October 29, 2019
Top 10 quotes for Patricia Highsmith’s soon-to-be-released diaries
by Athena Bryan
Your faithful blogger here at MobyLives briefly considered writing a thoughtful entry on the moral and ethical issues of the posthumous publication of a famous person’s diaries.
The peg would have been Liveright’s planned 2021 publication of Patricia Highsmith’s notebooks, which total some 8,000 pages and are split between notes for her professional life and her private reflections.
Grafs from such a blog post might have read: “Should we really circle like vultures around the innermost thoughts of somebody, just because they were once a published writer? Does the public good outweigh whatever posthumous privacy they may deserve?” and “Sure, the executor of her estate may have evidence that Highsmith assumed her notebooks would eventually be read, but isn’t there a line between a scholarly interest in a public figure and a rapacious curiosity for the sordid details of their personal lives?”
You know, noble, thoughtful blogging stuff.
But after reading a couple samples from the upcoming diaries of the author of The Talented Mr. Ripley, The Price of Salt, and Strangers on a Train, the temptation to just put out a “Top 10” list of her best zingers overwhelmed.
So, here! We! Go!
- On murder: “Murder is a kind of making love, a kind of possessing.”
- On the American male: “He is not really depressed or inhibited by his inherited or environmentally conceived Puritan restraints: he simply has no goal within the sexual situation.”
- On having sex with Arthur Koestler: “miserable, joyless”
- On the University of Austin’s offer on her literary estate: “the price of a used car”

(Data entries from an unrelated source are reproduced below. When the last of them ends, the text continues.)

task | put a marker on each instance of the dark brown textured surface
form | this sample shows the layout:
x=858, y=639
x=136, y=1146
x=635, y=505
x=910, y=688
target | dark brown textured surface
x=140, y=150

- On having sex with men: “steel wool in the face”
- On why she was put in therapy: to “get myself into a condition to be married”
- On her love life: “tortuous”
- On marriage: “life with any man is no life at all”
- On her impossible desires in a homophobic society: “Persistently, I have the vision of a house in the country with the blond wife whom I love, with the children whom I adore, on the land and with the trees I adore […] My God and my beloved, it can never be!” [oops, not exactly a zinger, actually pretty sad…]
- On having all of her personal thoughts and feelings published: “No writer would ever betray his secret life. It would be like standing naked in public.”
That was fun!
Except … it somehow turned into a sad post about the moral issues of posthumously publishing a writer’s diaries, didn’t it…
Athena Bryan is an editor at Melville House.